Allison did look very nervous sneaking in here, but, like last night, she looked very sad, too, sad for both of us. She stood there staring at me.
“What is it, Allison? I thought we said our good-byes last night.”
“I know, but I remembered something. My father gave me this the last time I saw him,” she said, holding up a silver pen. “He said it was a special pen, the ones the astronauts used in space. You could write upside down or sideways with it, everything. I wanted to give it to you to use.” She stepped forward to hand it to me.
“You want to give it to me? Why? Do you think I’ll be upside down or sideways?”
“No,” she said, smiling. “It’s just a very special pen.”
I looked at it. On the surface, it didn’t look like anything terribly unusual, but I did make out the word NASA.
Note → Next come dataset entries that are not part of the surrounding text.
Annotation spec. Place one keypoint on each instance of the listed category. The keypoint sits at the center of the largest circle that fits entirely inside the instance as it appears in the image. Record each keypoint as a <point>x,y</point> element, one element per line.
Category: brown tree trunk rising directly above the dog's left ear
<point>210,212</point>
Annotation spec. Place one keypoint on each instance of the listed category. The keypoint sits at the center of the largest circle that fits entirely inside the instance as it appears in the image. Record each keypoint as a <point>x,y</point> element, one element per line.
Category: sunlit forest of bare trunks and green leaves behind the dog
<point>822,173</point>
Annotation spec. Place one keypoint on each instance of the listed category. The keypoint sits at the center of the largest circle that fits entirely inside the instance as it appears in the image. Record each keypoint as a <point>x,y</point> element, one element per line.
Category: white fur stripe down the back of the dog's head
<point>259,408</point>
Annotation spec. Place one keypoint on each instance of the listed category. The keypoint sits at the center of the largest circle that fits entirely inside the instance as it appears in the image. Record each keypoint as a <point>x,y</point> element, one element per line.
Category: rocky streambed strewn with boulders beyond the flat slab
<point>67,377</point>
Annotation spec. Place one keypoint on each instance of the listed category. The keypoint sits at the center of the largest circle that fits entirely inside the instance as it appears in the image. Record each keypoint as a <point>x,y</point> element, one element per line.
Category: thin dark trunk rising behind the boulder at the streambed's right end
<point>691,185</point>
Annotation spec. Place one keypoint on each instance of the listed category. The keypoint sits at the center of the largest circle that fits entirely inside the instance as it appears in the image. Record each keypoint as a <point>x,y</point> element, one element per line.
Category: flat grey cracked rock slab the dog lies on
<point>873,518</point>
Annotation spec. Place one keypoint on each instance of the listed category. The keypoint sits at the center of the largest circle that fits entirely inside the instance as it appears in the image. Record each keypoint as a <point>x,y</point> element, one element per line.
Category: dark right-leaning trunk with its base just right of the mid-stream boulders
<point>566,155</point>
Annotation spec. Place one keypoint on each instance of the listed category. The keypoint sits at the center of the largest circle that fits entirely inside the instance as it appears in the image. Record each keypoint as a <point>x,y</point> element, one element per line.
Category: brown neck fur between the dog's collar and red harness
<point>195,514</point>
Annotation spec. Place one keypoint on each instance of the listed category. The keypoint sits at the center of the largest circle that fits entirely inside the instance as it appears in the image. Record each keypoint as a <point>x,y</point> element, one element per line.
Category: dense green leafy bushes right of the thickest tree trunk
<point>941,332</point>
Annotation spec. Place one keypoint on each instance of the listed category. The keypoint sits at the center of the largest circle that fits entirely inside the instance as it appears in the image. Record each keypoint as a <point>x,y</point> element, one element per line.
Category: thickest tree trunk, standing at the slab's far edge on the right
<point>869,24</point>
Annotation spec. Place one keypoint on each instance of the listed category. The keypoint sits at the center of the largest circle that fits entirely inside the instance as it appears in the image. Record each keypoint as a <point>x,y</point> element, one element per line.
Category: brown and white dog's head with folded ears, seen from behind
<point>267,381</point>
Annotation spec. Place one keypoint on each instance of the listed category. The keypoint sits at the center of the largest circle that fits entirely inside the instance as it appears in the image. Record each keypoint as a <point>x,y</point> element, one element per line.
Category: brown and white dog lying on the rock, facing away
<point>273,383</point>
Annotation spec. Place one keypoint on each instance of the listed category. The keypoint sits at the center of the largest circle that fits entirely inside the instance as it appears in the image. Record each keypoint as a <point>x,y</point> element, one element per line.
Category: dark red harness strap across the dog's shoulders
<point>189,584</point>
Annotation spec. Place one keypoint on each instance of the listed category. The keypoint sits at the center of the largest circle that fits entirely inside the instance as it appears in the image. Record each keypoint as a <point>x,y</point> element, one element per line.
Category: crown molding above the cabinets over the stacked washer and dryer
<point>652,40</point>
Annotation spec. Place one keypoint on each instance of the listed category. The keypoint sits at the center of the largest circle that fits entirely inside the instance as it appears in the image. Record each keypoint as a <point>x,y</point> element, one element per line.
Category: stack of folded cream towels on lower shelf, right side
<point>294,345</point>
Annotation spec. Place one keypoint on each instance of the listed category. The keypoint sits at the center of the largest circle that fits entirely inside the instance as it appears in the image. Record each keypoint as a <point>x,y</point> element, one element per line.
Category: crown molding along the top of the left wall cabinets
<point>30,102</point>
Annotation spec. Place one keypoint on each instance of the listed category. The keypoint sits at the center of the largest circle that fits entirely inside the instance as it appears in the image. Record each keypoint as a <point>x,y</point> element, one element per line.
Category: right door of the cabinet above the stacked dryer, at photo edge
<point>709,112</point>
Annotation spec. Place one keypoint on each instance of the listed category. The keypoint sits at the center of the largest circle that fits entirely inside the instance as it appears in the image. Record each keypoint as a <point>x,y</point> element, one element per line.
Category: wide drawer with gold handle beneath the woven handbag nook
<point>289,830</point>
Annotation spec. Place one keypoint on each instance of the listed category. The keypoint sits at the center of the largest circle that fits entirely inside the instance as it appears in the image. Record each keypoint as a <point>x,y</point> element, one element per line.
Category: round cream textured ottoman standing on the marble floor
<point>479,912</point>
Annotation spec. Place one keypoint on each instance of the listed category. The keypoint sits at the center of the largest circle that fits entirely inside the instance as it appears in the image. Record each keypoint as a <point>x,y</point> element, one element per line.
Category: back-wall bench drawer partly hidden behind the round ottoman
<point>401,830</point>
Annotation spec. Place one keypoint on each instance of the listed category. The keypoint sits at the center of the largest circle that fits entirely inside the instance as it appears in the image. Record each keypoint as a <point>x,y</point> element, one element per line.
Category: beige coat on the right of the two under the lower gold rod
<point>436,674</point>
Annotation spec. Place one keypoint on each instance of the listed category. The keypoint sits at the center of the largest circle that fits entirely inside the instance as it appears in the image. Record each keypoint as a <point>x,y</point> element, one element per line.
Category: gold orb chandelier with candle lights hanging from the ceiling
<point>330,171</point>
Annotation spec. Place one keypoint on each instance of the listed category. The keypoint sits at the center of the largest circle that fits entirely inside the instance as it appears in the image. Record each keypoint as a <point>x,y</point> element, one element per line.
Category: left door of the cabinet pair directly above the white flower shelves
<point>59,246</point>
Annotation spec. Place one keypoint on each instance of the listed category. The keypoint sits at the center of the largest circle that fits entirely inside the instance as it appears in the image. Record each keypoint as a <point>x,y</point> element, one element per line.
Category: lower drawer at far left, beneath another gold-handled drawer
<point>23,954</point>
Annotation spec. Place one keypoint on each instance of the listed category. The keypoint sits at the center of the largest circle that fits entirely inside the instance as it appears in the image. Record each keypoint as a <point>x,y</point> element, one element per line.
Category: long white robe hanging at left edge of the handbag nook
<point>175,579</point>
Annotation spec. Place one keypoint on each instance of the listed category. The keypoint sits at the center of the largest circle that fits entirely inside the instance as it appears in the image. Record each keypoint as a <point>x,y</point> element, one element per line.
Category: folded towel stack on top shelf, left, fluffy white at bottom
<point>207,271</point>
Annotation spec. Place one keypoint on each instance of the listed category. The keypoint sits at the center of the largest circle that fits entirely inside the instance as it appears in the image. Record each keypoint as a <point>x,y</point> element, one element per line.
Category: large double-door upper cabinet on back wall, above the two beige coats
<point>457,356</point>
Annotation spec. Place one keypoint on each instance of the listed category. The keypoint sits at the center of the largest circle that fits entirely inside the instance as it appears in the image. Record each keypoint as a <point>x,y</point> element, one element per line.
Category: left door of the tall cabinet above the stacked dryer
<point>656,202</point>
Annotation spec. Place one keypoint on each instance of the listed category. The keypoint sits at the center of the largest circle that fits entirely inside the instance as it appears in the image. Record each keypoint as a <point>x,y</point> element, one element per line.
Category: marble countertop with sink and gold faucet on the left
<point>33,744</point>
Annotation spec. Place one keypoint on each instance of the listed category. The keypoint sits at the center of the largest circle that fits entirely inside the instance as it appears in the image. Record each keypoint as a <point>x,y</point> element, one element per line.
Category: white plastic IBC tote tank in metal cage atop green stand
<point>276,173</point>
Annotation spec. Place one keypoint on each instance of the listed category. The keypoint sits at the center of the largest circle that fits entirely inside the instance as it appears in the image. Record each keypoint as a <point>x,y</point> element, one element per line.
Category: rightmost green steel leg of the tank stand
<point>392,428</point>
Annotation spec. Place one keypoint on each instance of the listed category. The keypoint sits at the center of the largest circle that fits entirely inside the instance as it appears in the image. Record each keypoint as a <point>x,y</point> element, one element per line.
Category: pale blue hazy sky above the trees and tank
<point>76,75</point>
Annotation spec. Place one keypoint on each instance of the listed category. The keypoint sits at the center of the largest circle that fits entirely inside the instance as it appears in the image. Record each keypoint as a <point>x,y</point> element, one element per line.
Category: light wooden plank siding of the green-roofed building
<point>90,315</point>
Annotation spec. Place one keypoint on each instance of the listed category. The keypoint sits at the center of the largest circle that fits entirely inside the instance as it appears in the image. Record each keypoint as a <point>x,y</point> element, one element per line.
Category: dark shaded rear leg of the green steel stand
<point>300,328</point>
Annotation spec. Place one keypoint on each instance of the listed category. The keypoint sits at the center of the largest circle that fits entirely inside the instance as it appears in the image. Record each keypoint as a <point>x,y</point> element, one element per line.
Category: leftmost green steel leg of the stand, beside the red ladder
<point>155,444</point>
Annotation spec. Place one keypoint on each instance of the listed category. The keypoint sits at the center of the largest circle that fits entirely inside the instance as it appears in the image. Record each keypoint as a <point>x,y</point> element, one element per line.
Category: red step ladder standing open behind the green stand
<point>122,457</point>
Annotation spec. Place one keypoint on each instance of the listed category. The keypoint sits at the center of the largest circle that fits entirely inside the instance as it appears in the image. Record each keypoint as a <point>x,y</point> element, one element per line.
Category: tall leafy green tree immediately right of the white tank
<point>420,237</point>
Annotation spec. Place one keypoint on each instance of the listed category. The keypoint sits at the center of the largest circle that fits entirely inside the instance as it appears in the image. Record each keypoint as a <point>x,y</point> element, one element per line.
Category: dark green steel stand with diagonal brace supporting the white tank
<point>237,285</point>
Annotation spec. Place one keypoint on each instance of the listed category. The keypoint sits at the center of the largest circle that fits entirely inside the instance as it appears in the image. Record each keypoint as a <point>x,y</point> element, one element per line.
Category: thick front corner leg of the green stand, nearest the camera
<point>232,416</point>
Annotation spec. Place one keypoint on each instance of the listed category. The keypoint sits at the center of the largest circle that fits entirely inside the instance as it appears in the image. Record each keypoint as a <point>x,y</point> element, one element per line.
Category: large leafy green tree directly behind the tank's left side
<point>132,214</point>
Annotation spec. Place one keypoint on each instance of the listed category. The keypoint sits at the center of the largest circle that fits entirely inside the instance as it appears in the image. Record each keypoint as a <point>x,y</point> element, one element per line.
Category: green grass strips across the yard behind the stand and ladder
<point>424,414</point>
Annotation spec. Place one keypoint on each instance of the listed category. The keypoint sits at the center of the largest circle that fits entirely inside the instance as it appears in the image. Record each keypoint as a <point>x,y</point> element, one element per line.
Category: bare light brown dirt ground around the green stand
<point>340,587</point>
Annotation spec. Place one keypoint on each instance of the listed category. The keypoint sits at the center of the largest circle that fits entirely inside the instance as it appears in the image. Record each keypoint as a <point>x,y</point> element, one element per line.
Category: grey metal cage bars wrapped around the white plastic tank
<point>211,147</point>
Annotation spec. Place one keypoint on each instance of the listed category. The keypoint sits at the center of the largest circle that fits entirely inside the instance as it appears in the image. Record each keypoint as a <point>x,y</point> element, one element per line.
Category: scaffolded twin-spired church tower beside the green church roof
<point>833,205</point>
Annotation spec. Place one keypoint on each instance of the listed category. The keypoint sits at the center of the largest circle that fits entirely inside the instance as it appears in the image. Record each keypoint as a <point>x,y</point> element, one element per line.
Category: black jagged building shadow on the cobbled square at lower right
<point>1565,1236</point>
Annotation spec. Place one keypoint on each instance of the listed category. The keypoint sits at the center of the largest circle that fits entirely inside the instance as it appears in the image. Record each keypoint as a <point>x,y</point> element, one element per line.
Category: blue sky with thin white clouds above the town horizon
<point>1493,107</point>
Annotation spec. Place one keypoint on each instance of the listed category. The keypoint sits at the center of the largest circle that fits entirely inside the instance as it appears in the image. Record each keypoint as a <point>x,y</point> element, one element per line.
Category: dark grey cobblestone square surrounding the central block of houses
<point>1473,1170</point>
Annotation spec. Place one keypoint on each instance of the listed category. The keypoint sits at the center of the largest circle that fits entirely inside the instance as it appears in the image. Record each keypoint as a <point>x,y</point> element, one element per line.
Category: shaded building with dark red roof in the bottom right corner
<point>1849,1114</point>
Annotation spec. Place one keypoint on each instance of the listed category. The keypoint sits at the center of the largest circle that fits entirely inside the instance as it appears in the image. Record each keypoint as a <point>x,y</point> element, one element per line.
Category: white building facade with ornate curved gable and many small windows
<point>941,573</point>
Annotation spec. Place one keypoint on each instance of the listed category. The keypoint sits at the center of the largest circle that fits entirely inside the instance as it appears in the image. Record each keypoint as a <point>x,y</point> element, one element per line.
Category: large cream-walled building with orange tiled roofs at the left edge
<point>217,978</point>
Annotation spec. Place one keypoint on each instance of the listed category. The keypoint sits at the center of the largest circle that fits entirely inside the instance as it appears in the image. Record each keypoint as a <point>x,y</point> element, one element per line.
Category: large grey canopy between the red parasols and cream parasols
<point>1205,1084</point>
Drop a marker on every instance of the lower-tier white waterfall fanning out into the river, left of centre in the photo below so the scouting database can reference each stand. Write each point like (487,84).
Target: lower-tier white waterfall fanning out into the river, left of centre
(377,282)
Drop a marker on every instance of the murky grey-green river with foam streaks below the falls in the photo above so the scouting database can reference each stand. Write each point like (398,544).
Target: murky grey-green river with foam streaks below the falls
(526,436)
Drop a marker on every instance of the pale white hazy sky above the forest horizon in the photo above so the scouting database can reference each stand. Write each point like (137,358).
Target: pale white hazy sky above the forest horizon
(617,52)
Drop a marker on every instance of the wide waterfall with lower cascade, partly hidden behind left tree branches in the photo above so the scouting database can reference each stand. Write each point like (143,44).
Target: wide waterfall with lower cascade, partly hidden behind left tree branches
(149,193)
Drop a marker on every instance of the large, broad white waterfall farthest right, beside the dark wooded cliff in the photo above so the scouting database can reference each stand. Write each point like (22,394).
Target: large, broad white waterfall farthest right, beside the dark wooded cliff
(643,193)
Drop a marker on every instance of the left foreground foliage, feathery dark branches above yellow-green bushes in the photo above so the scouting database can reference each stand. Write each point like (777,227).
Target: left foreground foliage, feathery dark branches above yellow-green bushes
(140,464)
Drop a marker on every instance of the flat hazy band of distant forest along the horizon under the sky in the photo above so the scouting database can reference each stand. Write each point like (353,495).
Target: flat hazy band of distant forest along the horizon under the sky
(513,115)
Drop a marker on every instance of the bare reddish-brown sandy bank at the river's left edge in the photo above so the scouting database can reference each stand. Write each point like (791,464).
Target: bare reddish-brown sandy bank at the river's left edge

“Please take it,” she said, waving it. She looked as if she would cry if I didn’t.
“Your father gave it to you? Are you sure you want to give it to me?”
“Yes.”
“Why?”
“The words you’ll write with it will be better than the words I’ll write.”
The way she said the obvious truth, with no self-deprecation or self-pity, made me laugh. In some ways, Allison was already head and shoulders above her mother.
I took the pen.
“Okay. Thanks. Who knows, maybe I will hang from my feet in my closet when I do my homework up there. Some people think I’m a vampire.”